Southern blight of industrial hemp is caused by a soil-borne fungus called Sclerotium rolfsii (teleomorph: Athelia rolfsii). The pathogen has a wide host range and is known to cause disease on various economically important vegetable and ornamental plants. Initial symptoms appear as yellowing and wilting of leaves (Figures 1 and 2). As the disease progresses, white fungal growth (mycelium) and small, tan-colored sclerotia that look similar to mustard seeds appear at the base of infected plants. Sclerotia turn reddish to dark brown as they age (Figure 3). The mycelium and sclerotia extend both on the soil surface around the plant (Figure 3) and into the root zone (Figure 4). The whole plant eventually turns brown and dies (Figure 5).
The pathogen has the ability to infect industrial hemp plants at any stage of their growth. The fungus survives as mycelia or sclerotia on the plant and as sclerotia in the soil. In the soil it can persist for a number of years. The disease is favored by hot and humid weather, which is common in Louisiana. The pathogen may spread by a number of means, including planting of diseased transplants, movement of infested soil, equipment, tools and plant debris. Running irrigation water may also aid in dispersal of sclerotia.
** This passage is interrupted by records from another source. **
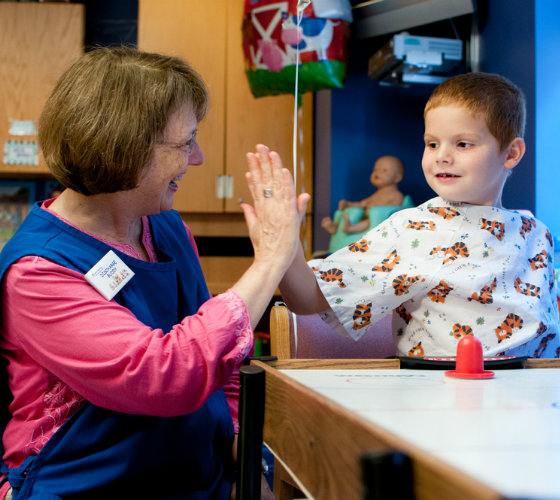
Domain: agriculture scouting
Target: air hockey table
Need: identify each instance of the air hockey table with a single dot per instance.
(475, 439)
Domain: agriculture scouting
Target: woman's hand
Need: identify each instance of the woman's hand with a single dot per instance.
(274, 224)
(274, 221)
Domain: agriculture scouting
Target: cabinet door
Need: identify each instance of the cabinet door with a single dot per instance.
(38, 41)
(266, 120)
(208, 34)
(196, 32)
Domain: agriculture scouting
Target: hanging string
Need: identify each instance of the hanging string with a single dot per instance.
(301, 5)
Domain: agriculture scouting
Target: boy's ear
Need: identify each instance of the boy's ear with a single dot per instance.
(514, 152)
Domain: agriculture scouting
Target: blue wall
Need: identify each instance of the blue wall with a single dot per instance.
(547, 70)
(369, 121)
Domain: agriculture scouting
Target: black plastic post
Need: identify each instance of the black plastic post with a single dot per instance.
(387, 475)
(251, 421)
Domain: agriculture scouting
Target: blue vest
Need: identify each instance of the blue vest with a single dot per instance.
(99, 453)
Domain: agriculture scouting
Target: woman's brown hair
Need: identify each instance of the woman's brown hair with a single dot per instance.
(100, 124)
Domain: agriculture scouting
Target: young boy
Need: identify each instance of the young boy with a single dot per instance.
(459, 264)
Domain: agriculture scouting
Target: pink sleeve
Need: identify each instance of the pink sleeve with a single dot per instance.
(101, 350)
(232, 388)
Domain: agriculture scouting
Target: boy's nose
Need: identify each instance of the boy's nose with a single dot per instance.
(443, 155)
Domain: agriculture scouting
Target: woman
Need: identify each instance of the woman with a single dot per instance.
(119, 361)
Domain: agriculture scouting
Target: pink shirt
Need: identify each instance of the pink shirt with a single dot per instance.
(66, 343)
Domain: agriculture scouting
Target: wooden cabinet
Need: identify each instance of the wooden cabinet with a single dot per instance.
(38, 41)
(207, 33)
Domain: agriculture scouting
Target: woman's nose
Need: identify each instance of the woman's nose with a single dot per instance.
(196, 157)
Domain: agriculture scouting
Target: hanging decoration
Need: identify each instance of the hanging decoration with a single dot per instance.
(277, 35)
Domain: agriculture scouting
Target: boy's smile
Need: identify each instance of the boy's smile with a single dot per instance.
(462, 161)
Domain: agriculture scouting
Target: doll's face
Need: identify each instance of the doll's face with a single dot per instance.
(386, 172)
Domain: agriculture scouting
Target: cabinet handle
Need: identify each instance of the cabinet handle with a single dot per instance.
(224, 186)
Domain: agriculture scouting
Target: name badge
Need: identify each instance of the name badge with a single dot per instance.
(109, 275)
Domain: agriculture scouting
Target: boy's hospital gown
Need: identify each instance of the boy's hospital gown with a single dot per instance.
(448, 270)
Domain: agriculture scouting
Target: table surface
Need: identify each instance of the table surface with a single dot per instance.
(503, 431)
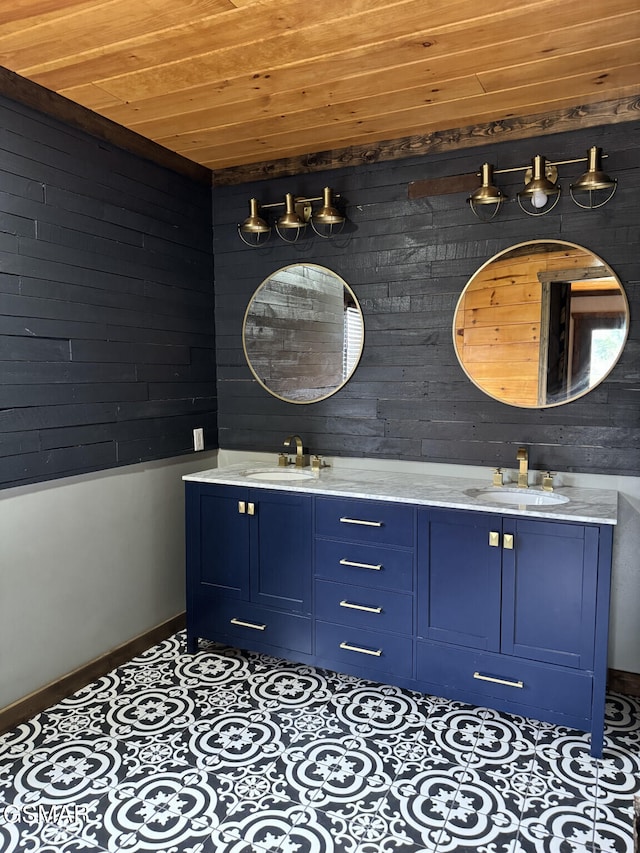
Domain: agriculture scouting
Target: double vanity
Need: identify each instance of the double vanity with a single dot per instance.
(491, 595)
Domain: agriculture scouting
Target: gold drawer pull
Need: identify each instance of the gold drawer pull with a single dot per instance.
(377, 653)
(242, 624)
(344, 562)
(352, 606)
(498, 680)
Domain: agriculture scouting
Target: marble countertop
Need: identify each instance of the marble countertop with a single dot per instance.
(597, 506)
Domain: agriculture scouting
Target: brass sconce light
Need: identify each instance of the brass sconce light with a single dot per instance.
(326, 221)
(541, 191)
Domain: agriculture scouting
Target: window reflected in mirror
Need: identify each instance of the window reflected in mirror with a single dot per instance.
(541, 324)
(303, 333)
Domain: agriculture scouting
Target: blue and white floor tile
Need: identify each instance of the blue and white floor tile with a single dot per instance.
(234, 752)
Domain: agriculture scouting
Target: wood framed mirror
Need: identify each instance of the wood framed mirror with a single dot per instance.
(540, 324)
(303, 333)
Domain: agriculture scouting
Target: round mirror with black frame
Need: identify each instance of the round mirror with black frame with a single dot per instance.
(303, 333)
(540, 324)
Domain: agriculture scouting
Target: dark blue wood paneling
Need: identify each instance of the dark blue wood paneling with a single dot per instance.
(408, 262)
(106, 304)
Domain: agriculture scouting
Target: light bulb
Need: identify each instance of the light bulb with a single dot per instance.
(538, 199)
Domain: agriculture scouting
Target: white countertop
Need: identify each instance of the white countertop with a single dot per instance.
(597, 506)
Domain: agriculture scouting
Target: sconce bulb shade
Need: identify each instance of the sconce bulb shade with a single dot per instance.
(540, 187)
(327, 215)
(539, 199)
(487, 193)
(254, 223)
(594, 180)
(290, 218)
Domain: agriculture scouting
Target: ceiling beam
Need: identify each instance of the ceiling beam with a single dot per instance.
(543, 124)
(24, 91)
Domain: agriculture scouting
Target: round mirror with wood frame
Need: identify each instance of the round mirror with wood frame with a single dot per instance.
(540, 324)
(303, 333)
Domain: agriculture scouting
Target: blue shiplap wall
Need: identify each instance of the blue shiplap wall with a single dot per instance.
(408, 262)
(106, 304)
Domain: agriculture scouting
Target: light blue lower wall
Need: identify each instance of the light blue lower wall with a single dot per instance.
(88, 563)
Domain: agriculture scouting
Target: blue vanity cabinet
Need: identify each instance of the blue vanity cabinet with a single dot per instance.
(459, 581)
(493, 609)
(249, 556)
(364, 587)
(513, 614)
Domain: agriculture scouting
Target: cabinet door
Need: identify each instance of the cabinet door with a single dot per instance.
(549, 592)
(218, 539)
(459, 565)
(281, 549)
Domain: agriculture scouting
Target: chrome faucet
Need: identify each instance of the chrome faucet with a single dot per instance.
(523, 474)
(302, 459)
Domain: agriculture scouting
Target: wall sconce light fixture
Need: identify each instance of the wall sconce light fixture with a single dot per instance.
(326, 221)
(541, 190)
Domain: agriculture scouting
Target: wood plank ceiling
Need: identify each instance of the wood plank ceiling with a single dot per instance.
(227, 83)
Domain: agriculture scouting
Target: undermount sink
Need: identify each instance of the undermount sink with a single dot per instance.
(517, 497)
(284, 475)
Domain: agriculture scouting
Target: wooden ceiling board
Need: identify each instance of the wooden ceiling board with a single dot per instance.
(230, 83)
(416, 78)
(344, 76)
(422, 119)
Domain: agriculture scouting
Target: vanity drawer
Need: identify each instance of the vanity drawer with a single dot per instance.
(242, 623)
(482, 675)
(365, 521)
(364, 565)
(376, 651)
(363, 607)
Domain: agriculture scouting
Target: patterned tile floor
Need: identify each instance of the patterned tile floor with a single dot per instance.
(229, 752)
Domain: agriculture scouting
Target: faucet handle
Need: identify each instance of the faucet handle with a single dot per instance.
(317, 463)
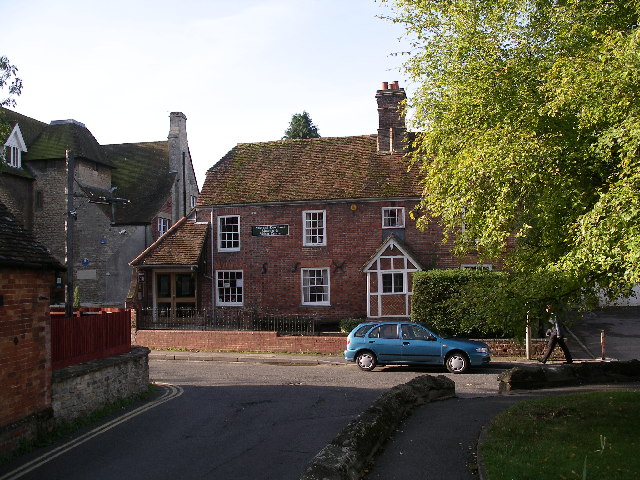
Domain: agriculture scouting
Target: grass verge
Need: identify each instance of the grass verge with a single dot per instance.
(578, 436)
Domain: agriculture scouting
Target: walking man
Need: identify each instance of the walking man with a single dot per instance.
(556, 335)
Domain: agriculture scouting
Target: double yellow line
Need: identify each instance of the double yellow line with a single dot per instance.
(171, 392)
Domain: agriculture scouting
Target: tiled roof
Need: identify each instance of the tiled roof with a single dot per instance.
(310, 169)
(142, 176)
(19, 249)
(55, 139)
(181, 245)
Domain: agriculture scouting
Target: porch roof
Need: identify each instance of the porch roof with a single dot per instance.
(181, 245)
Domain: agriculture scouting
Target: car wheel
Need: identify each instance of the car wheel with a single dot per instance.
(366, 361)
(457, 362)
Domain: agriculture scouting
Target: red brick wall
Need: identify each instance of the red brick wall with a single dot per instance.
(270, 342)
(239, 342)
(272, 265)
(25, 356)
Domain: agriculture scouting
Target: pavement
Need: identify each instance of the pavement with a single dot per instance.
(439, 440)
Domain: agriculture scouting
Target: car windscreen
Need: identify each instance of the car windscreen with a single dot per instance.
(362, 331)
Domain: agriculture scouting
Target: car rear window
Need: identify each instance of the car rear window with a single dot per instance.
(362, 331)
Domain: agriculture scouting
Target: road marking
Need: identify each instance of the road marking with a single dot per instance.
(171, 392)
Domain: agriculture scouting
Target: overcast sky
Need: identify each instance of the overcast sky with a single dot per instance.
(238, 69)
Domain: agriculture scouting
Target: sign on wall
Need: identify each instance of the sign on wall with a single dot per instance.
(269, 230)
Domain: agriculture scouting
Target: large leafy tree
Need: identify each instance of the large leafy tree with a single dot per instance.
(301, 126)
(530, 113)
(13, 85)
(9, 81)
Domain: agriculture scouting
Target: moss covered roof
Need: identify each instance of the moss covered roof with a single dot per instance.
(56, 139)
(18, 248)
(309, 169)
(141, 176)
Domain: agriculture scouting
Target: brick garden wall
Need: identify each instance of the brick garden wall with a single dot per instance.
(271, 342)
(25, 357)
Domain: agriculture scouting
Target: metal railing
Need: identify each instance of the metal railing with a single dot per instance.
(231, 319)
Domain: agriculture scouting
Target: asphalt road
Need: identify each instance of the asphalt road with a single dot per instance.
(226, 421)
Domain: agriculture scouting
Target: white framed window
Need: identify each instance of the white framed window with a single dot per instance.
(314, 232)
(13, 148)
(393, 217)
(229, 233)
(393, 282)
(477, 266)
(229, 287)
(163, 225)
(315, 286)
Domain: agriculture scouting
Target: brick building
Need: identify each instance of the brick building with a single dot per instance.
(318, 227)
(124, 197)
(27, 272)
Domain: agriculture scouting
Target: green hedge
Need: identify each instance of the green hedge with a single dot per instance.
(451, 303)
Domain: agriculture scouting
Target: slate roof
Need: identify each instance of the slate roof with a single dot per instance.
(310, 169)
(142, 176)
(29, 127)
(18, 248)
(181, 245)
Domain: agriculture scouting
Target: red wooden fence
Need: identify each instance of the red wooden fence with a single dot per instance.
(82, 338)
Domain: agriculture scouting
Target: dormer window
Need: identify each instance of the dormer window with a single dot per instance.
(393, 217)
(13, 148)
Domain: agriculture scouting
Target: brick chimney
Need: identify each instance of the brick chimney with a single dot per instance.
(392, 128)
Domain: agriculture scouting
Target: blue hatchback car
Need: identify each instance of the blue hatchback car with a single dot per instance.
(407, 343)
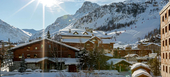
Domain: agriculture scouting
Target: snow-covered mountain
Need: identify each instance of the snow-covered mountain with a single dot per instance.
(125, 21)
(14, 34)
(31, 31)
(66, 20)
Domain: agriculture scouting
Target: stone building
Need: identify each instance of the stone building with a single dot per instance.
(165, 40)
(46, 54)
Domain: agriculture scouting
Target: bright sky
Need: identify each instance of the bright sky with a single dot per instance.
(28, 14)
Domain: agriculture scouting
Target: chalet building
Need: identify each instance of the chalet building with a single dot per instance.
(45, 54)
(120, 64)
(140, 70)
(122, 53)
(105, 44)
(131, 57)
(150, 46)
(82, 39)
(165, 40)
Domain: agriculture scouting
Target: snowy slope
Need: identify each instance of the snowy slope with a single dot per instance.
(31, 31)
(66, 20)
(15, 34)
(131, 19)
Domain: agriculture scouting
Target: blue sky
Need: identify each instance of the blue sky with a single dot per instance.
(29, 17)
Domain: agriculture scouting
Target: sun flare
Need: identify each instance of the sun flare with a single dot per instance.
(48, 3)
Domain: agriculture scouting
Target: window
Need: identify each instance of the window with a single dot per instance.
(88, 44)
(165, 16)
(166, 69)
(94, 40)
(69, 56)
(36, 48)
(163, 67)
(28, 48)
(41, 46)
(49, 46)
(20, 56)
(35, 55)
(28, 55)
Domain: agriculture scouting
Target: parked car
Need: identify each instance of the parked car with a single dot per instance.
(53, 70)
(37, 70)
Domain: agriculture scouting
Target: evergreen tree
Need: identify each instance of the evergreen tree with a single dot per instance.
(154, 65)
(94, 60)
(22, 64)
(48, 35)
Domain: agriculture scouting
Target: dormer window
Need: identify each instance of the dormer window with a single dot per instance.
(165, 16)
(75, 32)
(162, 18)
(85, 33)
(94, 40)
(28, 55)
(28, 48)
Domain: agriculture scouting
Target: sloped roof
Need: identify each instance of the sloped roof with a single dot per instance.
(116, 61)
(140, 72)
(131, 55)
(42, 40)
(136, 65)
(75, 40)
(152, 55)
(68, 61)
(109, 55)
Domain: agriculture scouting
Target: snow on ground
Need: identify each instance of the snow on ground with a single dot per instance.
(66, 74)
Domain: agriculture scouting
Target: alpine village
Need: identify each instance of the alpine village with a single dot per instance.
(120, 39)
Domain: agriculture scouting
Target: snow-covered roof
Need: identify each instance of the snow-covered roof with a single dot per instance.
(81, 31)
(115, 61)
(131, 55)
(107, 41)
(109, 55)
(136, 65)
(68, 61)
(41, 40)
(75, 40)
(152, 55)
(140, 72)
(143, 58)
(107, 71)
(4, 46)
(165, 7)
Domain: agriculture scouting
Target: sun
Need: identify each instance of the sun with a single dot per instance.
(48, 3)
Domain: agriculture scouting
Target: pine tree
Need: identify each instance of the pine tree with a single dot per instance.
(154, 65)
(48, 35)
(22, 64)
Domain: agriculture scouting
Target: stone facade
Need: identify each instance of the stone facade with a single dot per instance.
(165, 40)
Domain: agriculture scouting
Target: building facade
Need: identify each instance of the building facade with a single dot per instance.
(165, 40)
(45, 54)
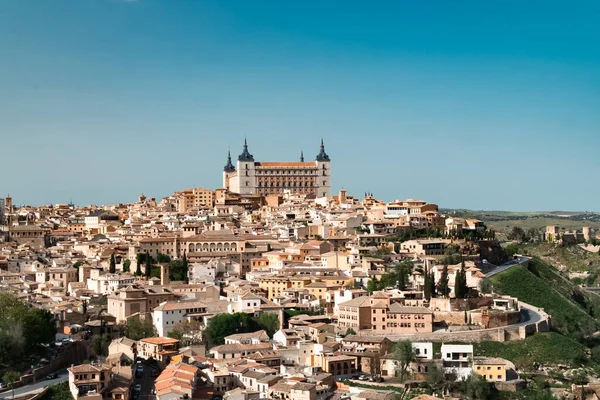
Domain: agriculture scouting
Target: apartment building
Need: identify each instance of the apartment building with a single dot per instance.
(425, 247)
(491, 368)
(89, 381)
(133, 300)
(170, 313)
(196, 198)
(457, 360)
(158, 348)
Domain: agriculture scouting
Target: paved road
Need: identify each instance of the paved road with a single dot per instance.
(62, 377)
(518, 261)
(147, 382)
(529, 315)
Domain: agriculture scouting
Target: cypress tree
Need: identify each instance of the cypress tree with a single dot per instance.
(185, 267)
(457, 285)
(432, 283)
(443, 282)
(463, 281)
(427, 286)
(148, 265)
(113, 264)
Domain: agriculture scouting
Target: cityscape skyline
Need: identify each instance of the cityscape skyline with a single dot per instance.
(479, 106)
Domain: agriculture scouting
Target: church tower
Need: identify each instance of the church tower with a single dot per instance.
(245, 171)
(228, 172)
(324, 173)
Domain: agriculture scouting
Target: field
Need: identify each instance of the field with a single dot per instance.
(544, 348)
(504, 221)
(567, 258)
(572, 310)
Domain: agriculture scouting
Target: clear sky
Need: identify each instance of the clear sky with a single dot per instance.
(468, 104)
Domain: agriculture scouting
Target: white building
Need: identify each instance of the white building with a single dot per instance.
(250, 177)
(457, 360)
(423, 350)
(170, 313)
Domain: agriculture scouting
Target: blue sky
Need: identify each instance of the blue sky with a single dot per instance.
(470, 104)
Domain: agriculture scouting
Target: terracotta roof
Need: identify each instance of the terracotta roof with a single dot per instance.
(160, 340)
(286, 164)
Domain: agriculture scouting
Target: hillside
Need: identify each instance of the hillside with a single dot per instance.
(544, 348)
(504, 221)
(573, 311)
(567, 258)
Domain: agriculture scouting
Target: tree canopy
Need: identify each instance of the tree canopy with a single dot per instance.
(222, 325)
(22, 329)
(137, 329)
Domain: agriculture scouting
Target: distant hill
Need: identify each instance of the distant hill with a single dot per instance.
(504, 221)
(574, 312)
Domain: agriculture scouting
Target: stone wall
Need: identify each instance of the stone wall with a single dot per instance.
(496, 319)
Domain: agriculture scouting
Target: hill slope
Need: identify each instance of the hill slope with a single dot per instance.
(573, 311)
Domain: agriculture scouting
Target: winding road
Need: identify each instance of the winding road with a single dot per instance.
(63, 376)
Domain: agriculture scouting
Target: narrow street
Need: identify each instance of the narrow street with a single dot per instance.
(62, 377)
(147, 382)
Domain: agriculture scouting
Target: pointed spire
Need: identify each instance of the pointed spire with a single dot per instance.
(245, 156)
(322, 156)
(229, 166)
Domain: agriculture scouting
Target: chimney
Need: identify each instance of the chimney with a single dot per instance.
(164, 274)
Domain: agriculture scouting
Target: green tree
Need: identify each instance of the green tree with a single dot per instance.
(139, 258)
(222, 325)
(373, 285)
(177, 270)
(100, 345)
(485, 286)
(58, 392)
(443, 288)
(160, 257)
(137, 329)
(126, 265)
(148, 270)
(187, 332)
(10, 378)
(461, 290)
(432, 287)
(113, 264)
(185, 268)
(518, 234)
(427, 286)
(269, 322)
(403, 354)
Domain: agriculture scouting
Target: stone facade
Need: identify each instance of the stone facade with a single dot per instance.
(265, 178)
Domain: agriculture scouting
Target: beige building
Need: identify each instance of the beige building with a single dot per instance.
(403, 319)
(194, 199)
(158, 348)
(89, 381)
(425, 247)
(492, 369)
(132, 300)
(375, 313)
(32, 235)
(265, 178)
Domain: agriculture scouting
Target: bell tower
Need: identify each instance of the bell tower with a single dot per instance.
(246, 172)
(323, 183)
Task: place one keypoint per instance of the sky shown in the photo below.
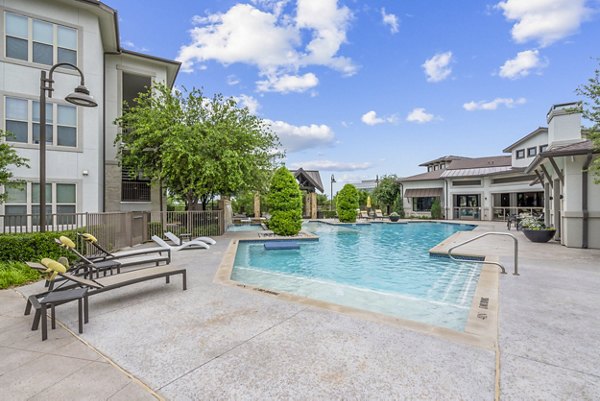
(361, 89)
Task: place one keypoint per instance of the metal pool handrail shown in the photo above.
(516, 256)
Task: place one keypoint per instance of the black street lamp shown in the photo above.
(331, 203)
(80, 97)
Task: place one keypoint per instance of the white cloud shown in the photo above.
(544, 21)
(331, 165)
(295, 138)
(494, 104)
(232, 80)
(248, 101)
(279, 44)
(390, 20)
(371, 118)
(419, 115)
(288, 83)
(437, 68)
(521, 65)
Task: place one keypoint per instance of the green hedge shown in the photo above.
(347, 203)
(285, 200)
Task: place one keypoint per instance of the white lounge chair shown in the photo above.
(185, 245)
(178, 241)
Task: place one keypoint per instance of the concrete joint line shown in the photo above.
(232, 348)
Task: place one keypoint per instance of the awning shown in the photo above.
(423, 192)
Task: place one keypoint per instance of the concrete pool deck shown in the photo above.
(221, 342)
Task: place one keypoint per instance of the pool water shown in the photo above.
(384, 268)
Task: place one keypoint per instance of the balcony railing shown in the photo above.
(135, 191)
(503, 213)
(467, 213)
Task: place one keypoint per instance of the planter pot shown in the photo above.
(539, 235)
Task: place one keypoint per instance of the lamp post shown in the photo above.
(331, 203)
(79, 97)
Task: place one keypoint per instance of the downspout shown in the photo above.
(584, 202)
(104, 133)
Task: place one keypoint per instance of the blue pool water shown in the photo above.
(384, 268)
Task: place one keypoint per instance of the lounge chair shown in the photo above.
(99, 285)
(178, 241)
(186, 245)
(164, 254)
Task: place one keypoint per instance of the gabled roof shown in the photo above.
(312, 176)
(480, 162)
(574, 149)
(537, 131)
(442, 159)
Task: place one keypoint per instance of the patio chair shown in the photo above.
(126, 258)
(179, 241)
(186, 245)
(84, 264)
(379, 214)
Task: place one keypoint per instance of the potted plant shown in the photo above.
(394, 217)
(535, 229)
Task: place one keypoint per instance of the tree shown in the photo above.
(197, 147)
(347, 203)
(387, 192)
(285, 199)
(436, 209)
(8, 157)
(591, 111)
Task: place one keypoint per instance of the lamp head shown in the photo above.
(81, 97)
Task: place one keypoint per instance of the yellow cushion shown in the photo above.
(67, 242)
(89, 237)
(53, 268)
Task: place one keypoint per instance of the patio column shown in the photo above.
(547, 203)
(257, 205)
(313, 205)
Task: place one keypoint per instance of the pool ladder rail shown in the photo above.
(516, 251)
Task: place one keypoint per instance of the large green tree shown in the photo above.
(591, 111)
(387, 191)
(196, 146)
(8, 158)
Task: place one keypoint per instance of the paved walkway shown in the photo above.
(220, 342)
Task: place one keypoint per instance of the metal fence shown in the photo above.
(115, 230)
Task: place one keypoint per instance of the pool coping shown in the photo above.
(481, 329)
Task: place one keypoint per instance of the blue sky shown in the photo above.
(360, 88)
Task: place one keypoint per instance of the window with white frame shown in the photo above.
(24, 199)
(38, 41)
(22, 120)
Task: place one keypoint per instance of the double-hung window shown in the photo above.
(38, 41)
(23, 122)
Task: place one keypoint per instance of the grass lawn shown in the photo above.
(16, 273)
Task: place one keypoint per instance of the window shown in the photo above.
(46, 43)
(423, 204)
(61, 122)
(61, 198)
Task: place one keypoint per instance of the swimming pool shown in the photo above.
(384, 268)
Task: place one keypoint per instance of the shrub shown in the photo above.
(16, 273)
(29, 247)
(347, 203)
(285, 200)
(436, 209)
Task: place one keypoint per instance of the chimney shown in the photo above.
(564, 123)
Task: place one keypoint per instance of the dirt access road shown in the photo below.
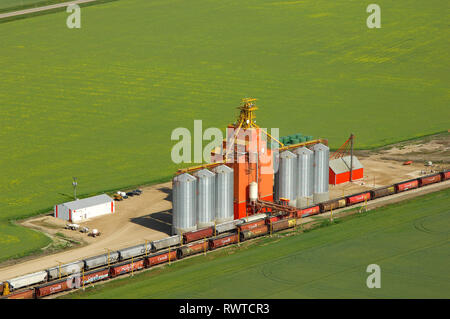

Management of southern blight warrants an integrated disease management approach. Growers must plant disease-free healthy transplants and avoid any physical injury to roots and lower stem while handling and transplanting the seedlings. Fields with previous history of southern blight must be avoided. Scout hemp fields on a regular basis for symptom development. Rogue out symptomatic plants immediately. Inspect healthy looking plants on either sides of the diseased plants as well. These plants may appear healthy but could be colonized by the pathogen at the base (Figure 6). Do not leave infected plants in the row middles after removal or carry them across the field with exposed root balls. Dig out infected plant with a shovel and remove entire plant with root ball and soil around it and place it in a trash bag to contain the infested soil and sclerotia. Then remove it from the field. Movement of infested soils should be minimized to prevent pathogen spread. Cleaning farm equipment to remove dirt is recommended.
Personnel working in fields infested with southern blight are encouraged to clean their boots. Growers should work with disease-free fields first followed by fields infested with southern blight. Keep weeds under check as some species may serve as alternate hosts of the pathogen. Destroy crop debris as soon as possible after harvesting. Deep plowing to bury sclerotia is recommend to reduce pathogen inoculum. Currently, no fungicides are available for industrial hemp growers to manage southern blight.
Figure 1. Industrial hemp plant infected with southern blight exhibiting yellow leaves.
Figure 2. A wilted industrial hemp plant infected with southern blight.
Figure 3. White fungal growth (mycelium pointed by yellow arrow) and small, tan-colored sclerotia that look similar to mustard seeds (pointed by red arrow) present at the base of an infected hemp plant. Mature dark brown sclerotia (pointed by blue arrow) present on the top soil and white fungal mycelium extended on top soil away from infected plant (pointed by black arrow).
Figure 4. White fungal mycelia (pointed by black arrow) and sclerotia (red arrow) extended into the root zone.
Figure 5. A dead industrial hemp plant infected with southern blight.
Figure 6. A healthy looking industrial hemp plant colonized by the white fungal growth at its base (inset).